Draw 10000 random samples from the posterior distribution… HPDI for 50%, 89%, and 97%

    |0.97     |0.89      |0.5      0.5|     0.89|     0.97| 
0.4848485 0.5050505 0.5454545 0.5858586 0.6060606 0.6262626 

Check that the model’s implied predictions fit the actual count

Now compare 10,000 counts of boys from 100 simulated first borns only to the number of boys in the first births. How does the model look in this light

Now the model seems to be underperforming. It’s implied prediction for 100 boys is way larger thatn the actual observed value.

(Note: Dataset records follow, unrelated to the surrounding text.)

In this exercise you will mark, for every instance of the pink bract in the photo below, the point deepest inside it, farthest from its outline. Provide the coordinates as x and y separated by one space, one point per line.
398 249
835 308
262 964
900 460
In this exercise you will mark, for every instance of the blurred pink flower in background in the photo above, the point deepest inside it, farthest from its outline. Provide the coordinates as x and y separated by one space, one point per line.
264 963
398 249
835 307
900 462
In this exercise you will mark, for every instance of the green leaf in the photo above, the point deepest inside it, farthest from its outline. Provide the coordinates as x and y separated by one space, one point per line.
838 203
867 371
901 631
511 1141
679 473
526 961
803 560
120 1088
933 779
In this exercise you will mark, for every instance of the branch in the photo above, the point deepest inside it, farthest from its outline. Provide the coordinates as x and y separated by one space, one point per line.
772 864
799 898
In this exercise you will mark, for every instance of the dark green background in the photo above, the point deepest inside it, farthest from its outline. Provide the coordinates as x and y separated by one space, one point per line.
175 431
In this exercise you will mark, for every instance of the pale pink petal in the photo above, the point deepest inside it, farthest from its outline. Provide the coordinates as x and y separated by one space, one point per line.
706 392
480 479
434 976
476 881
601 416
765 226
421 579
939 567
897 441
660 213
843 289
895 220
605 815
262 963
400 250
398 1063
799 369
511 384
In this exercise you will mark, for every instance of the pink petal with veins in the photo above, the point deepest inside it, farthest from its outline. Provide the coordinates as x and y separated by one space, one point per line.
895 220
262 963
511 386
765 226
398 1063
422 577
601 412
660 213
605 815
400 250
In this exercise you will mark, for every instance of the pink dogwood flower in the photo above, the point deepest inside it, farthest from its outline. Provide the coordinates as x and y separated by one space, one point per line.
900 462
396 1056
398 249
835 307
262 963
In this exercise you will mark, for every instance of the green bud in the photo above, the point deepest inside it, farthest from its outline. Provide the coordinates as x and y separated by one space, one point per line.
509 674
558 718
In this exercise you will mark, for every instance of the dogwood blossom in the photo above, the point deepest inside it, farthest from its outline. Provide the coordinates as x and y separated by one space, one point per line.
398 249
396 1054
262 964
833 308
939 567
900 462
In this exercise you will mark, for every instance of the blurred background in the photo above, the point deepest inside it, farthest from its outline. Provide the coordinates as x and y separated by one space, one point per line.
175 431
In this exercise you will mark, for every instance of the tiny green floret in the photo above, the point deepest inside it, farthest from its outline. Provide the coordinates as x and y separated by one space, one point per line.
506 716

The model assumes that sex of first and second births are independent. Validate this assumption.

If the sex of first and second births are independent, after condintioning on the first being a girl, the probability of being a boy should be the same as in the whole sample. Let’s predict with our model conditioning on the boy having an older sister.

Our model only assumes a 0.06% to the observed value

The model under predicts the number of boys that have older sisters. It seems that, in our sample, the sex of the first and second births are not independent. It may be that our sample is biased. Or maybe people keep having babies until they have a boy. Who knows, right?